Regardless of how Windows XP, Windows Vista or Windows 7 handles the GDI, the programming methodology is always the same. The differences in how these contents are processed by the graphics card have already been explained in the previous chapter. How the content is first created, however, that you will now learn.
Character commands
No matter what we would like to output via the GDI in 2D, everything is based on a fixed structure of standardized drawing commands. In detail it would surely go beyond the scope of this article, so only this much: no matter whether lines, curves, polygons, rectangles, ellipses or whatever geometric shape and its properties (filling, line thickness and color, etc.) – there is a precisely defined command for each of these tasks. This is passed to the GDI by the current application program together with the necessary parameters. The respective application then no longer has any influence on the rest.
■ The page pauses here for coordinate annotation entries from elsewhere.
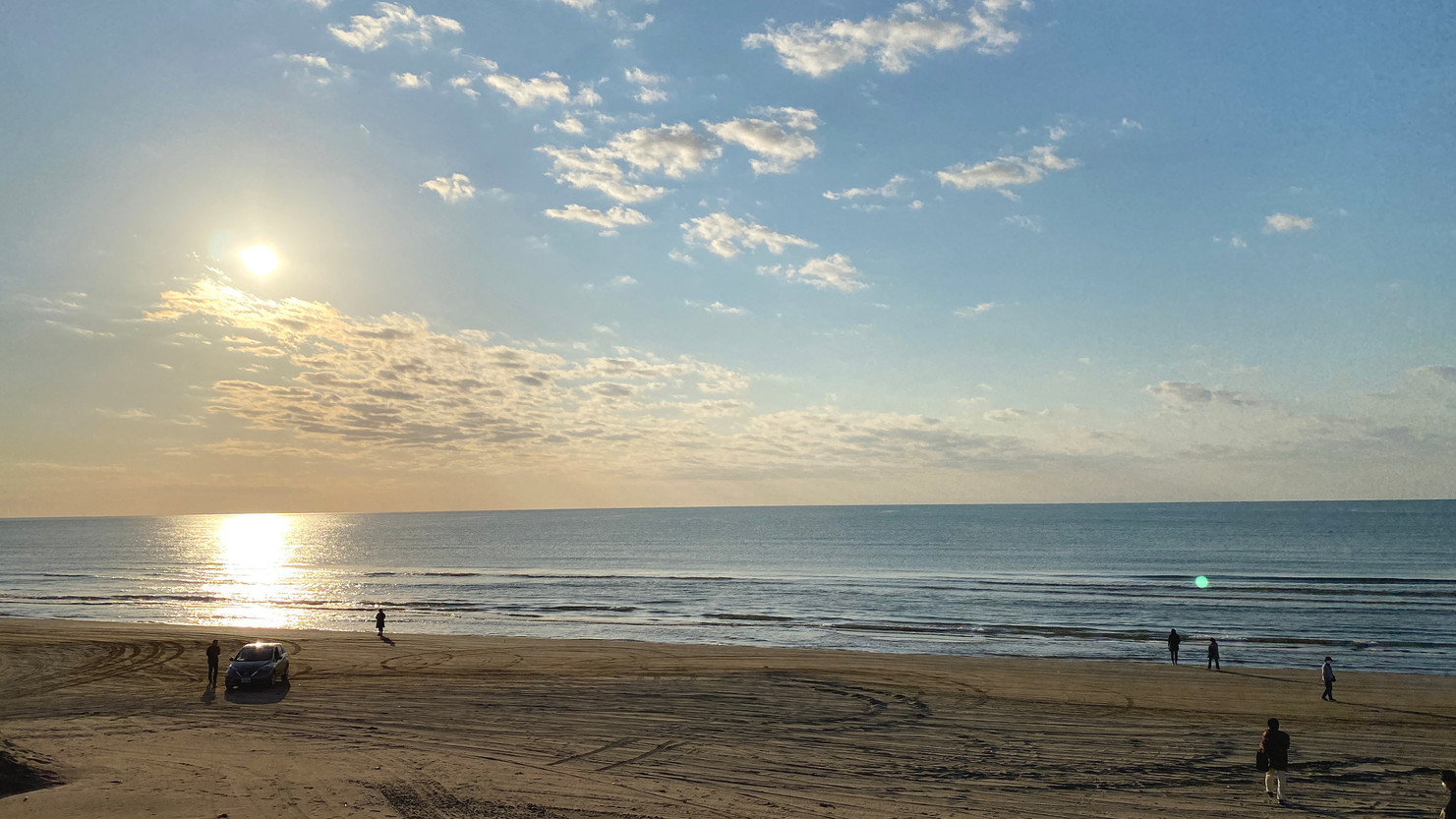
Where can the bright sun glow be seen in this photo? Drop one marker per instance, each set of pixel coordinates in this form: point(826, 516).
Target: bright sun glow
point(260, 260)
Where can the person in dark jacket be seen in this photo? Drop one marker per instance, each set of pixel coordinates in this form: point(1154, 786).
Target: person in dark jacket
point(212, 653)
point(1274, 743)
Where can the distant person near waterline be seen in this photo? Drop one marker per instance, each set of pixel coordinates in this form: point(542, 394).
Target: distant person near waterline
point(212, 653)
point(1274, 745)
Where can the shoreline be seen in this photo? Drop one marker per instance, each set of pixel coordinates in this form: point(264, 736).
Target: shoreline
point(418, 726)
point(1155, 646)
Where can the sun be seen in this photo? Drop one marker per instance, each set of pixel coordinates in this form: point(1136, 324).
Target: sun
point(260, 260)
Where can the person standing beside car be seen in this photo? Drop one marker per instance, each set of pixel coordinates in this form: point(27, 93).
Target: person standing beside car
point(1274, 745)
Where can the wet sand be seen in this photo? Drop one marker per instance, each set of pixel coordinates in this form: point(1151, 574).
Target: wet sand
point(457, 728)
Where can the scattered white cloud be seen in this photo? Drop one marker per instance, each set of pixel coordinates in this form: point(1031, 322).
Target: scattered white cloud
point(1007, 171)
point(726, 235)
point(1287, 223)
point(530, 93)
point(717, 308)
point(1007, 416)
point(1128, 127)
point(314, 63)
point(777, 139)
point(597, 169)
point(411, 81)
point(609, 220)
point(913, 29)
point(674, 150)
point(833, 271)
point(976, 311)
point(393, 22)
point(989, 28)
point(453, 188)
point(650, 87)
point(569, 126)
point(81, 331)
point(587, 95)
point(1186, 395)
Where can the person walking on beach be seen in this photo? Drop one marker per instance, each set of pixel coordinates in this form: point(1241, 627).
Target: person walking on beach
point(212, 653)
point(1274, 743)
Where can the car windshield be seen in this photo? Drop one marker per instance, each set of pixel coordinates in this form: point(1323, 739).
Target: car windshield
point(254, 653)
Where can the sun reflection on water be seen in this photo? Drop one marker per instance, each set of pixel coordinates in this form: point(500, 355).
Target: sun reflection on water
point(257, 571)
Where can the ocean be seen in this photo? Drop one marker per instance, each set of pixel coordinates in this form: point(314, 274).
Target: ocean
point(1371, 583)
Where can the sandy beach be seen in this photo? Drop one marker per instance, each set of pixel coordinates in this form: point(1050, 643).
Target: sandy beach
point(423, 726)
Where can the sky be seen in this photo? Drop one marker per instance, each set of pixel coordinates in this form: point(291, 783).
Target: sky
point(622, 253)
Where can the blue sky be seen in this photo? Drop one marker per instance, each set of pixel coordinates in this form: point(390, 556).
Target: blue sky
point(617, 253)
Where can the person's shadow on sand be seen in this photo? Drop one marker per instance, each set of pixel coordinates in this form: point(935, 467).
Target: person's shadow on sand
point(258, 695)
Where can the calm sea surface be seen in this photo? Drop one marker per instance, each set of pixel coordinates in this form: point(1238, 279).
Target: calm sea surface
point(1370, 583)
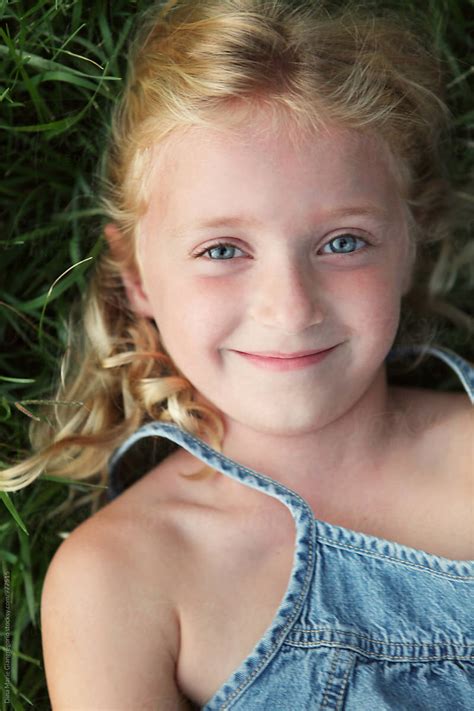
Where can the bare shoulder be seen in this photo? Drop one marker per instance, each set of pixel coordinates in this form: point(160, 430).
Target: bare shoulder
point(437, 444)
point(109, 618)
point(449, 415)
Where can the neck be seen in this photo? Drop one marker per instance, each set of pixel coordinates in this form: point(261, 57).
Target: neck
point(347, 450)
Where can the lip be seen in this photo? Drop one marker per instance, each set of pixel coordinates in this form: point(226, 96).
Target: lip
point(277, 354)
point(284, 361)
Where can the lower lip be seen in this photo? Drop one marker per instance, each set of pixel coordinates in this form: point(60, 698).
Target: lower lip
point(285, 363)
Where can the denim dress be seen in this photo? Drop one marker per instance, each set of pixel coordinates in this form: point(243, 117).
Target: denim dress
point(365, 624)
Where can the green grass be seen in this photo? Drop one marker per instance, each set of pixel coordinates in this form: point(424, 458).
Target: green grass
point(61, 64)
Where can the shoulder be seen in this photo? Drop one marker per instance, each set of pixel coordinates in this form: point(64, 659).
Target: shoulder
point(438, 445)
point(427, 410)
point(109, 618)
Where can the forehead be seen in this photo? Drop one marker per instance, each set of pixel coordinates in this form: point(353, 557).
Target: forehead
point(250, 161)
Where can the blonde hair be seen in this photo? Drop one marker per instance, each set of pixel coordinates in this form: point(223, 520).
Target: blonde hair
point(189, 63)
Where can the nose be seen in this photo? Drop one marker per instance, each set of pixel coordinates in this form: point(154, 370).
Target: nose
point(286, 296)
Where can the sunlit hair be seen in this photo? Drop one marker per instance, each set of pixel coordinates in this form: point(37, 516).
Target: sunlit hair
point(210, 64)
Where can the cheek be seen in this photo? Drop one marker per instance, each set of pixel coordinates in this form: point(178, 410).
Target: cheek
point(192, 312)
point(369, 301)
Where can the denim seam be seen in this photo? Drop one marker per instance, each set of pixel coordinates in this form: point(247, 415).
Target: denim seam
point(344, 683)
point(290, 621)
point(332, 670)
point(381, 656)
point(385, 643)
point(376, 554)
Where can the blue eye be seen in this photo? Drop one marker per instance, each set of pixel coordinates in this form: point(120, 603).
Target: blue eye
point(344, 244)
point(222, 250)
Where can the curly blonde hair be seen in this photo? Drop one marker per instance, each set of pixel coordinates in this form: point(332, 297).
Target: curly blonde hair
point(189, 63)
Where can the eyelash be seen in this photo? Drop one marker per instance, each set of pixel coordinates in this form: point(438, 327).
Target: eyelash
point(233, 246)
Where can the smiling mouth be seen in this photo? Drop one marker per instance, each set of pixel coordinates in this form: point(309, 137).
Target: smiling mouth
point(288, 356)
point(284, 362)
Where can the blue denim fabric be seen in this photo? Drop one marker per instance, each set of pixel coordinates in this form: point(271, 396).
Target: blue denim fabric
point(365, 624)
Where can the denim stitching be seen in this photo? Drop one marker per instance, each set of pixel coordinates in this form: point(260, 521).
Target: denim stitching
point(374, 639)
point(305, 587)
point(332, 671)
point(388, 657)
point(345, 682)
point(377, 554)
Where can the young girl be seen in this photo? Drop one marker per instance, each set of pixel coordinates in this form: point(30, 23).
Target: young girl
point(273, 187)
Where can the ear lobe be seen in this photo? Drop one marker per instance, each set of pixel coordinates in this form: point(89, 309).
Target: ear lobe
point(131, 279)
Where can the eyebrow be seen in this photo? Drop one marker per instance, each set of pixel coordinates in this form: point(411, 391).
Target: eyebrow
point(234, 221)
Direct and buffered drawing: the ant-elephant comparison
In principle, it doesn’t matter whether a million ants each carry a grain of sand 100 m from A to B, or whether the ants carry these grains of sand into a collection container 50 cm away, which is then pulled to its destination by a single elephant. In both operations, the intended objective is achieved. Now let’s look at the differences. The elephant method is faster and more efficient and less traffic is generated. Coordinating a million ants is much more time-consuming than transporting a container once and then dumping it all at once at the destination. It also takes considerably more time. The advantage of the ant method is that you do not need any further heavy aids (container = buffer) and that in individual cases, if you only need a few grains of sand, it can even be more efficient and flexible. So it always depends on the task and the quantity. Therefore, let us now consider drawing via the GDI to an output device (monitor) in analogy to these examples.
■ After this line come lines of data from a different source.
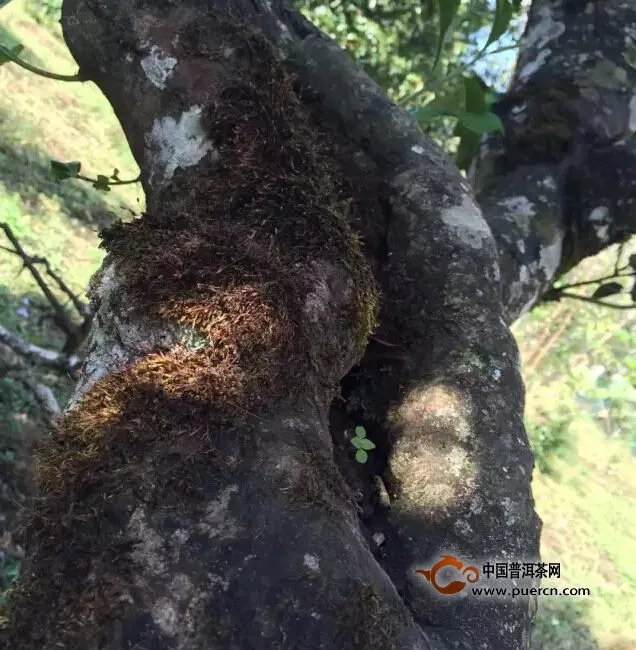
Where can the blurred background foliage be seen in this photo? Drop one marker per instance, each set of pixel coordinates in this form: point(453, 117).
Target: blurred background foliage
point(579, 360)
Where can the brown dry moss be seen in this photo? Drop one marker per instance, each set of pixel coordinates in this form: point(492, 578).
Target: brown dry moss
point(231, 254)
point(366, 621)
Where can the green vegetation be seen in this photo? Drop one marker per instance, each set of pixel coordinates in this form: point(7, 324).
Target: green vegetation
point(579, 360)
point(362, 444)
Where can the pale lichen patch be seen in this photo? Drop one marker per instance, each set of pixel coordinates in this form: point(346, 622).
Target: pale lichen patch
point(431, 462)
point(519, 206)
point(165, 616)
point(632, 114)
point(311, 562)
point(545, 30)
point(158, 66)
point(600, 222)
point(532, 66)
point(177, 143)
point(550, 256)
point(147, 544)
point(467, 222)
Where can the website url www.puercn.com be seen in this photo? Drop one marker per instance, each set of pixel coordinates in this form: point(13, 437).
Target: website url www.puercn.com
point(529, 591)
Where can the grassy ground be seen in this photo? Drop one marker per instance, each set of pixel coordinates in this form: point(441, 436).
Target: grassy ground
point(582, 420)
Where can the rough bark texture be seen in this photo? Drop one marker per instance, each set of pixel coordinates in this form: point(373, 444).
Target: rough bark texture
point(199, 492)
point(560, 184)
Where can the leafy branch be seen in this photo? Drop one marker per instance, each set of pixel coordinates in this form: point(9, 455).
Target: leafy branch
point(12, 54)
point(75, 333)
point(607, 286)
point(62, 171)
point(362, 444)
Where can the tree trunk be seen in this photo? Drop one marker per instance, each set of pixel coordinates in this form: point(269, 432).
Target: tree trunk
point(200, 490)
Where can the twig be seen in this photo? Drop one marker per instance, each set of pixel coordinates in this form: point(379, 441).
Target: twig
point(618, 273)
point(43, 396)
point(75, 333)
point(7, 53)
point(38, 355)
point(594, 301)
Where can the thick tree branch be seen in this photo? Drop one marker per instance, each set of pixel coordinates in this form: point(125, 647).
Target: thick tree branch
point(559, 185)
point(171, 518)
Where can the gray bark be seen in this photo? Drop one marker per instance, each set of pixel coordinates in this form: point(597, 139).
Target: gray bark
point(171, 519)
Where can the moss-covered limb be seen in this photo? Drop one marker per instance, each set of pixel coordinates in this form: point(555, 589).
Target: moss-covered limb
point(439, 270)
point(569, 115)
point(191, 538)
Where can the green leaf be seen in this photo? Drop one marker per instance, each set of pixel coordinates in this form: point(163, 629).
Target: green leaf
point(447, 11)
point(475, 92)
point(362, 456)
point(609, 289)
point(61, 170)
point(102, 183)
point(468, 146)
point(503, 15)
point(15, 50)
point(480, 122)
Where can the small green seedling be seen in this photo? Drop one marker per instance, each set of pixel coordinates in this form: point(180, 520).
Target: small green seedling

Direct drawing according to the ant method Slow and optimal only in certain cases, because each individual object is also drawn individually on the output area, which takes time.
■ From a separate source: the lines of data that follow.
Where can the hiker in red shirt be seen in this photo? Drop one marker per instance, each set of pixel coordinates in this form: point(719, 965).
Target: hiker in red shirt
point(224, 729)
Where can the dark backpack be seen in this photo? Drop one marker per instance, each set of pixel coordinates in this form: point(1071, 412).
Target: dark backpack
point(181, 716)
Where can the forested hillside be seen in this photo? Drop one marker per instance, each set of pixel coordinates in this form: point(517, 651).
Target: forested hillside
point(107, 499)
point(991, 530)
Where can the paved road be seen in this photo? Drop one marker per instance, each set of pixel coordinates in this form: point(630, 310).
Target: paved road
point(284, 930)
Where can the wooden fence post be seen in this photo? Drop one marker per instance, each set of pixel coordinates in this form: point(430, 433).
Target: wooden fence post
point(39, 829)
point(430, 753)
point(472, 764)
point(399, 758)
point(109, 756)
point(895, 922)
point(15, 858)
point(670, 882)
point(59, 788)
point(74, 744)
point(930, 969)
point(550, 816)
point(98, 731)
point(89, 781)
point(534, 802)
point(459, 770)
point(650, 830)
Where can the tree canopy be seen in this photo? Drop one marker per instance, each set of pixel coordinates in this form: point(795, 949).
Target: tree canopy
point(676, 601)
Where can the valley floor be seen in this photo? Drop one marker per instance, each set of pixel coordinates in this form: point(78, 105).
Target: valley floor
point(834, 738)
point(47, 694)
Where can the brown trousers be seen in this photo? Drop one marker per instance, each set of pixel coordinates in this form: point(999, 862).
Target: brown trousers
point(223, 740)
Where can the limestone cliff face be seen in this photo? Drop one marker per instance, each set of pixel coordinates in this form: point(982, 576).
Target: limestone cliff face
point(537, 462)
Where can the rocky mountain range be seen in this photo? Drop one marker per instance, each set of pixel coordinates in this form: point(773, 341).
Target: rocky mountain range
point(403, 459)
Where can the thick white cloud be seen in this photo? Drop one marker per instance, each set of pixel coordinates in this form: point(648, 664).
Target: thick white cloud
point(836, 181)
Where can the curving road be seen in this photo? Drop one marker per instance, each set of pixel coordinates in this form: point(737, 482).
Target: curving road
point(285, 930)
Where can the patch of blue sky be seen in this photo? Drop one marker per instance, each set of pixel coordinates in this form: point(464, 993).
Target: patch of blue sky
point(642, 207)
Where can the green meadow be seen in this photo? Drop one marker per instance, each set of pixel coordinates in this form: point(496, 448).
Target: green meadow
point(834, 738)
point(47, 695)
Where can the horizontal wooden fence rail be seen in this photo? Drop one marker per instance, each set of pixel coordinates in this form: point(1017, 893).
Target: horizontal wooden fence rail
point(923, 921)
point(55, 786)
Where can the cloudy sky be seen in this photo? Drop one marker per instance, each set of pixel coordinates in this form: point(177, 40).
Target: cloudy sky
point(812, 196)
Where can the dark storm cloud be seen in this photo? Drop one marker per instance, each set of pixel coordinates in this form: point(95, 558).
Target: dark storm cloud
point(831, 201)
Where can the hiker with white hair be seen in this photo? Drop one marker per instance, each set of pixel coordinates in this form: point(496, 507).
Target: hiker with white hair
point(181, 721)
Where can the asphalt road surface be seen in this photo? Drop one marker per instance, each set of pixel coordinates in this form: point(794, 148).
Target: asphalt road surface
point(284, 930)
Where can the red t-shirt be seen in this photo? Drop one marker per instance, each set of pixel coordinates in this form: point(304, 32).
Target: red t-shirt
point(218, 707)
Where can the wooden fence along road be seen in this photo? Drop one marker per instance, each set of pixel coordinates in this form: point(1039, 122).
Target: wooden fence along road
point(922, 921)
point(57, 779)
Indirect drawing according to the elephant method: A buffer first collects all contents invisibly, the visible outputis done at the end for all objects together and only once.
We see that as soon as a more complex drawing is to be output, the method using the buffer is much faster. The disadvantage that you first need a so-called device-independent bitmap (DIB) for buffering, which has the same size as the visible output area (e.g. full screen or drawing area of a CAD program), is quickly compensated by the speed advantage. On the other hand, it would be useless to rewrite the entire buffer for every small change. Let us now examine a case in which a direct output just lends itself.
Real-time output when creating and editing drawing objects
If, for example, you want to move a geometric object (e.g. a polygon) from position A to position B on the drawing area in real time using the mouse in a drawing program, then it would be pointless to redraw everything for each of the intermediate positions where the mouse is currently located, fill the buffer and then output it. Here one makes use of a trick. Using the ROP (Raster Operator), you can XOR (exclusive OR) as follows.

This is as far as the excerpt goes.